Sueño en fonda modesta

Hoy, al levantarme de la cama, en la fonda, sentí una cierta pesadez de párpados y me di cuenta de que había pasado casi toda la noche soñando. ¡Qué extraño sueño, con tantos detalles preciso micrográficos! Pero ¿fue un sueño verdadero?

Soñé que era rentista en Palafrugell, mi pueblo natal, en 1905 y mi renta ascendía exactamente a cuatro duros diarios. ¡Qué bellos pueden ser a veces los números! Se suele decir que los enormes guarismos de la astronomía son poéticos. ¡Pero ese cuatro, ese pequeño cuatro de los cuatro duros de mi renta diaria, qué encanto tiene! ¡Divino Pitágoras! Era rentista, pues, y de la época más gloriosa. E incluso iba, en el sueño, vestido de rentista: me tocaba con una gorrita a cuadros, llevaba tirantes —prenda que he usado poco en mi vida—, cuello de celuloide, corbata de nudo mantenido por un alambre ad hoc, pantalones estrechos, chaleco de fantasía y una americana de solapas pequeñitas, bastante ridícula. En aquella época, llevar el bigote con las guías un poco levantadas era un síntoma de inteligencia y de optimismo y sin duda por esto mis guías se levantaban discretamente, aunque sin fiereza: lo justo para indicar que pagaba la contribución y no formaba parte de la bohemia. Marcel Proust, por la misma época, tenía un bigote fino, lacio, caído.

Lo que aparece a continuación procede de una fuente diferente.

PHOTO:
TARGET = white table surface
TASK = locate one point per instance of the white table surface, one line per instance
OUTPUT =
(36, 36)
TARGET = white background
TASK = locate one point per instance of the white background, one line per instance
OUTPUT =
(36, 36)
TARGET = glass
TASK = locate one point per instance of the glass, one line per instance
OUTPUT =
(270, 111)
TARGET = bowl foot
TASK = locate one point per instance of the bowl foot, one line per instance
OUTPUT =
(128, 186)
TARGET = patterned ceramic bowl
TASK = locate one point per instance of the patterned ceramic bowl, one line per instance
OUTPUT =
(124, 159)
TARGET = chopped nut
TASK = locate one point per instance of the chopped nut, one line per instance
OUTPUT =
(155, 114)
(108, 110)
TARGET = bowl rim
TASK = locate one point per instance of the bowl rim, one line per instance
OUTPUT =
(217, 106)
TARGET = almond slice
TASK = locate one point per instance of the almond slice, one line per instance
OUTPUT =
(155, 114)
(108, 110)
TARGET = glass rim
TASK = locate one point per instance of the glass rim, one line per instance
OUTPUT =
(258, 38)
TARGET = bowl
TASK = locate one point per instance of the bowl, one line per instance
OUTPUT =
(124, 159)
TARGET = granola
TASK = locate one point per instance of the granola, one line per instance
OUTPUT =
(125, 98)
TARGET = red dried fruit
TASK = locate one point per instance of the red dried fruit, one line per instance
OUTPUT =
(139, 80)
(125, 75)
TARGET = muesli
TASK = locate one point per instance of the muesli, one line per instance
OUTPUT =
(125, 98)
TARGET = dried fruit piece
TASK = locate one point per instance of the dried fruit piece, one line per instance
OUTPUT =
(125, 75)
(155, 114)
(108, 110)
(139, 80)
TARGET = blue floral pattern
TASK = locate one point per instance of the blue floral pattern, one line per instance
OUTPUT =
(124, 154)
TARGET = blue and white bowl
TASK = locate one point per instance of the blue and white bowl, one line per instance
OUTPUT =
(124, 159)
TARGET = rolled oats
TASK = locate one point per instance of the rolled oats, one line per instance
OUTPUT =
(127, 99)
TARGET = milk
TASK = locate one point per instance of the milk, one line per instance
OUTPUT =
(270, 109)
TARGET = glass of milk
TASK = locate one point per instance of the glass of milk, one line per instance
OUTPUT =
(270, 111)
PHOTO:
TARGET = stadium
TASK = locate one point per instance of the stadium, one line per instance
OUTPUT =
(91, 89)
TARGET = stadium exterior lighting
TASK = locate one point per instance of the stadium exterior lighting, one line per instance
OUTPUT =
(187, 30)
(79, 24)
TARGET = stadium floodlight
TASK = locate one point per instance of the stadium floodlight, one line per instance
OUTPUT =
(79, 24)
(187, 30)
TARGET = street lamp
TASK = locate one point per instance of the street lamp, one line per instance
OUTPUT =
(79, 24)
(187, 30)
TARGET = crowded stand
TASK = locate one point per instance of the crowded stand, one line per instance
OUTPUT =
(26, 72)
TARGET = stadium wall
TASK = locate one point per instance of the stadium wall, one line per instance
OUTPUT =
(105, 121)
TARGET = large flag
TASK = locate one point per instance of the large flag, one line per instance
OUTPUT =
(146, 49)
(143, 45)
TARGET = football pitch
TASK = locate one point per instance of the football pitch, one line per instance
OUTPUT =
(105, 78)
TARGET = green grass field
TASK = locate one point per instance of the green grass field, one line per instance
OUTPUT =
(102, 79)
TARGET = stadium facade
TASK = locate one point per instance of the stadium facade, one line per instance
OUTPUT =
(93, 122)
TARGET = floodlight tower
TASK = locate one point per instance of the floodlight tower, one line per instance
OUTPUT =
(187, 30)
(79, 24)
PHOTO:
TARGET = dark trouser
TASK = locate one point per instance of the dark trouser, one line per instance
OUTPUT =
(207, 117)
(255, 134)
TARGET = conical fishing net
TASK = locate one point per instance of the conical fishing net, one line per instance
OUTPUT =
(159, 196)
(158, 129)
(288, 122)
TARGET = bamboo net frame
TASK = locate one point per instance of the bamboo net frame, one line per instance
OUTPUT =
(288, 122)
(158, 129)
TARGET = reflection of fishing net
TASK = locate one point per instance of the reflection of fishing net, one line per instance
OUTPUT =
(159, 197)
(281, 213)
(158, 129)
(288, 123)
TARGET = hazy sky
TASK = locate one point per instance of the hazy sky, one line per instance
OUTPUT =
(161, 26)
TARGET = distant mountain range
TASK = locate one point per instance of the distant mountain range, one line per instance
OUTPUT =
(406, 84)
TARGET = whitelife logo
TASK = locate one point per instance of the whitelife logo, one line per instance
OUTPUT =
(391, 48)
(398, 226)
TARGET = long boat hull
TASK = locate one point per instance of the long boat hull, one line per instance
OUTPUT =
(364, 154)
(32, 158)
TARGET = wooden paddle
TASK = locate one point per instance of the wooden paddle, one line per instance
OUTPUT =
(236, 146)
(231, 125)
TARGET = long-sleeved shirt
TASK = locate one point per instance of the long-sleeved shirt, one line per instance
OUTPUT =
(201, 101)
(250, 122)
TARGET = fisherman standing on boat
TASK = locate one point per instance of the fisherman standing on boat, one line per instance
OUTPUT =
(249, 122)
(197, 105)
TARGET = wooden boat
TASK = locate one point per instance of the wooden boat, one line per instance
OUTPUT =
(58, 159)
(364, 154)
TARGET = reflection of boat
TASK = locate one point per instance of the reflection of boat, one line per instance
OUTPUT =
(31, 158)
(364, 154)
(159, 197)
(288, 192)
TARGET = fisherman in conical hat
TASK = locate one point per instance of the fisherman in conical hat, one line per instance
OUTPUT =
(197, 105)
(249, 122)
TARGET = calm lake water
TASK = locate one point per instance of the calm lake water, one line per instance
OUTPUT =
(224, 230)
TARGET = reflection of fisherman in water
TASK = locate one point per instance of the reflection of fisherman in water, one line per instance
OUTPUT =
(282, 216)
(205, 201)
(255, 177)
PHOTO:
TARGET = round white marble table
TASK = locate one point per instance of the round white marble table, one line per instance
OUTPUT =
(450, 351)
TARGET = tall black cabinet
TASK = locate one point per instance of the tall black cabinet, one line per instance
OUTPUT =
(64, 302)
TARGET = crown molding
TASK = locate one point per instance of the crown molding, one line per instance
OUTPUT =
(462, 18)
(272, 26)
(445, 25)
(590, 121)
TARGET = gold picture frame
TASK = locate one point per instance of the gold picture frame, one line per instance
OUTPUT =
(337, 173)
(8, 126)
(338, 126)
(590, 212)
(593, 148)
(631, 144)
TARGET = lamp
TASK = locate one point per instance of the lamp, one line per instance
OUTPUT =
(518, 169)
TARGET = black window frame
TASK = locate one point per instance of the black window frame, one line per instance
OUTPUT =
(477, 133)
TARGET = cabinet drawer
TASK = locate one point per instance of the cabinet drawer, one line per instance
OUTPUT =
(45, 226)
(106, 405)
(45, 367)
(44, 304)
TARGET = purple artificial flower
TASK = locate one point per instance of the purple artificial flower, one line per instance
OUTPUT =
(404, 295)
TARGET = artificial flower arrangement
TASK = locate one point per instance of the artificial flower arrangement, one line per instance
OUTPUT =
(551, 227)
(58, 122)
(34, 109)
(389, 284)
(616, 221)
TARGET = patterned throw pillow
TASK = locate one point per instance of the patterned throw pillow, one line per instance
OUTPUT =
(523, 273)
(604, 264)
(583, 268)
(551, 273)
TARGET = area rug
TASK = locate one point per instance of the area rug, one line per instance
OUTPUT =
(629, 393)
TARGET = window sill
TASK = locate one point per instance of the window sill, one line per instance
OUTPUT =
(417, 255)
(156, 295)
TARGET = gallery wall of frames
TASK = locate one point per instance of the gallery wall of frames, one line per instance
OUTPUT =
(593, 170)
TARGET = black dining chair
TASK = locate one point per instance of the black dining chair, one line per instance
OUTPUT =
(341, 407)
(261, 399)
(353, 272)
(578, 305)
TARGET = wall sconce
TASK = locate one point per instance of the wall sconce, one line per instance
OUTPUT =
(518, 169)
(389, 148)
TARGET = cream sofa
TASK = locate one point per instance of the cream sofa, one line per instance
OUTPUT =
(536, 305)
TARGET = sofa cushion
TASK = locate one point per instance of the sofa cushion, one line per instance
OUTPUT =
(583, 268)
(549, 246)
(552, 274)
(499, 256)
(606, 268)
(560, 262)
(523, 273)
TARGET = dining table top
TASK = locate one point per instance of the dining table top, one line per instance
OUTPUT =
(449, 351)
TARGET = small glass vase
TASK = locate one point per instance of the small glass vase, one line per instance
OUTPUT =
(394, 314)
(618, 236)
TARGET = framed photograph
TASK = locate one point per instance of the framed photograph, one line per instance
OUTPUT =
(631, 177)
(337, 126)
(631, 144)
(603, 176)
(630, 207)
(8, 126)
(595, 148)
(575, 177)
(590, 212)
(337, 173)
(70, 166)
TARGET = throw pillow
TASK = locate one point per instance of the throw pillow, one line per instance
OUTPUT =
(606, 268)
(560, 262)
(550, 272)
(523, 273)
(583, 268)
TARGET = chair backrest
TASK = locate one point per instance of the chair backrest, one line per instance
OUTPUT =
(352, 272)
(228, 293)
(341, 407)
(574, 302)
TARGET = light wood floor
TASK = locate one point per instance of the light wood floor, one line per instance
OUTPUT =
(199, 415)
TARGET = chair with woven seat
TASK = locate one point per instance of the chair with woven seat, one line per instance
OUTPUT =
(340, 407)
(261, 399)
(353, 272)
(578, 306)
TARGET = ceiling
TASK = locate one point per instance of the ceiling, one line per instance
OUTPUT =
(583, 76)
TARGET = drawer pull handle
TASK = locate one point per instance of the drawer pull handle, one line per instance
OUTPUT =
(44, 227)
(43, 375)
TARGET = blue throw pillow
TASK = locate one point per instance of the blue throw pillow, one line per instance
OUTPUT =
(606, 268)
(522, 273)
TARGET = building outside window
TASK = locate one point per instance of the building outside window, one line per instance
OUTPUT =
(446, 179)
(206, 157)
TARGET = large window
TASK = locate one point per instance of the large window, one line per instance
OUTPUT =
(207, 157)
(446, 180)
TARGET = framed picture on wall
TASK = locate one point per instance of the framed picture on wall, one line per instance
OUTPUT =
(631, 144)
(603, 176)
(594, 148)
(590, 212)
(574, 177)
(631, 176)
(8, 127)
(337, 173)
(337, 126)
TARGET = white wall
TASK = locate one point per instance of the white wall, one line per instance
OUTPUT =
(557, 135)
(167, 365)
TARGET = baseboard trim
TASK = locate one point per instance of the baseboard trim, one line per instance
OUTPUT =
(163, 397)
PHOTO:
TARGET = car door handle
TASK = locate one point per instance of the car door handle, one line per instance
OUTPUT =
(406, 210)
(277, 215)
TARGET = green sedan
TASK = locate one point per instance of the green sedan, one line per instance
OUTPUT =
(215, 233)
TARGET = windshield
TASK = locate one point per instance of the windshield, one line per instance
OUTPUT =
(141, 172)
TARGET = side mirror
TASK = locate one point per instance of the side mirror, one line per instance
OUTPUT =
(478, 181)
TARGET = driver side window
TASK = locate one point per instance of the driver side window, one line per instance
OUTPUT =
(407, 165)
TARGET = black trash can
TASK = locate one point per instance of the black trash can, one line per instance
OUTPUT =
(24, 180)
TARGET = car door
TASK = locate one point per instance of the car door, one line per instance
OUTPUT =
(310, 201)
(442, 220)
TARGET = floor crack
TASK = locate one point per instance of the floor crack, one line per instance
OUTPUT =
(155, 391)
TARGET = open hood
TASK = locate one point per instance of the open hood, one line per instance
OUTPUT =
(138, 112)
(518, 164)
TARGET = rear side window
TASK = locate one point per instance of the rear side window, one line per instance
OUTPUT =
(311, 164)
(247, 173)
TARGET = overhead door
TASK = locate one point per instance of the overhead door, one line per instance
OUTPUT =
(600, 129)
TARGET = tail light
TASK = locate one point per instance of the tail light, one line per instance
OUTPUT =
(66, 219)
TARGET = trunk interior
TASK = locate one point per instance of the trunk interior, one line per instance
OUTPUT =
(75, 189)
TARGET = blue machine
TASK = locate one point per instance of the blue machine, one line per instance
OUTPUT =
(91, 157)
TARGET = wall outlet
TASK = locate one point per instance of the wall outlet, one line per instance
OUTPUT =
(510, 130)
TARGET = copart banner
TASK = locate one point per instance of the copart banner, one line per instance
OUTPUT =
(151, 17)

Al empezar el sueño, salía de casa. Eran las ocho de la mañana de un glorioso día de primavera, soleado, brillante, clarísimo. El aire era ligero, de un picante suavísimo. Por el cielo vagaban, sobre el azul lavado, unas flotantes nubecillas. Mi rumbo era inequívoco: el mercado y del mercado, la pescadería. En una mesa descubrí unos salmonetes vivos, grandes, de escama dura, de carne apretada. Y me dije en sueño; estos salmonetes son excelentes. Los compré. Pesaban libra y media y me costaron una peseta Como era costumbre, los salmonetes me fueron entregados: envueltos en una hoja de col perleada de gotas de rocío. Con el paquete me fui a casa y mi vieja criada me preparó el desayuno. Los salmonetes a la parrilla bien regados con aceite y vinagre. En sueños me los comí y luego de postre, unas pasas. Un buen vaso de vino: trece o catorce grados treinta céntimos el litro. Y finalmente como cada día: café, copa y puro. Este era el desayuno de los rentistas de Palafrugell en 1905.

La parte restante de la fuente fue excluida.